Foundation. Substrate. Content. Dynamics. Composability. Resilience. Static to dynamic to systemic. The arc is not arbitrary — each move depends on the ones before it. You can't put signal in its channel if you haven't named the roles. You can't make the cheap path the right path if there's no boundary to push behavior toward. You can't build in self-correction without a narrow waist for the corrections to flow through.
The lever is one layer deeper
Every time a system isn't producing what you want, the impulse is to push harder at the layer where the symptom is showing up. Sales are low — incentivize the sales team. Code is buggy — mandate more tests. People don't read the memo — restructure the meeting cadence.
The lever is always one layer deeper than people are looking. The sales pipeline is producing what the pricing structure makes legible. The bug rate is producing what the build system makes cheap. The unread memo is downstream of which channel carried the signal. Don't tune the symptom layer. Find the affordance underneath it and redesign that.
This is what "keep what works" actually means. Not keep what motivates. Not keep what we declared. Keep what the substrate makes durable — the roles that have proven legible, the boundaries that have proven enforceable, the channels that have proven to carry signal, the narrow waists that have proven to compose. Throw the rest of the scaffolding out. Most of it was symptom management anyway.
The six moves, as code
Trinity Local is what this essay looks like when you build it for cross-provider AI. The moves map one-to-one:
- Name the roles: chairman, member, conductor, harness, lens — typed slots, not job titles.
- Enforce the boundaries: the chairman synthesizes; members don't see each other's reasoning. Boundaries written into the call graph, not the prompt.
- Put signal in its channel: agreed_claims, disagreed_claims with why_matters, provider_scores.

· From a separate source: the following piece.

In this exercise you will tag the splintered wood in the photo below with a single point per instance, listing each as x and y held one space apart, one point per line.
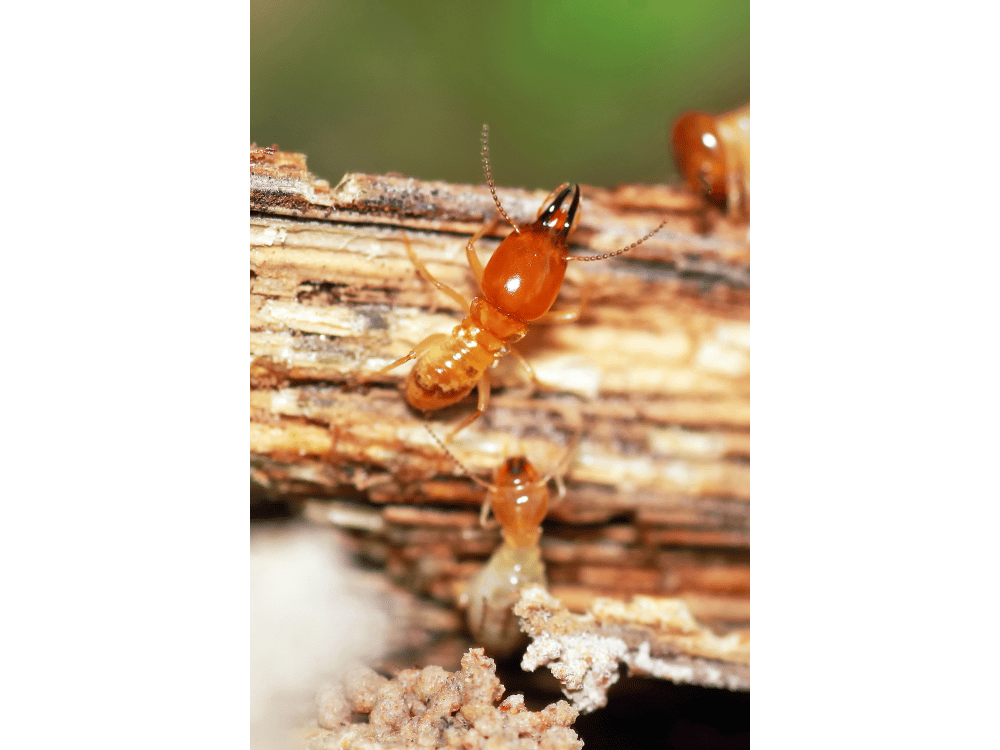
652 636
658 489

Each signal has its own field in the routing JSON, never collapsed into prose.
- Cheap path = right path: the MCP install brief is one paste. No new app, no API key. The default path is the path.
- Narrow waist between layers:
~/.trinity/is the invariant — same files, same schemas, across MCP, pip, extension. Every backend speaks to that one waist. - Self-correction built in: every override you click flows into
record_outcome, then the personal routing table, then the next chairman's pick. The error correction is the primitive, not a feature.
The moat isn't a feature list. It's the substrate. The labs commercially can't offer a cross-provider preference ledger; Trinity does, because the structure makes it the cheap path.
Drafted May 18, 2026 · part of an ongoing series on durable systems.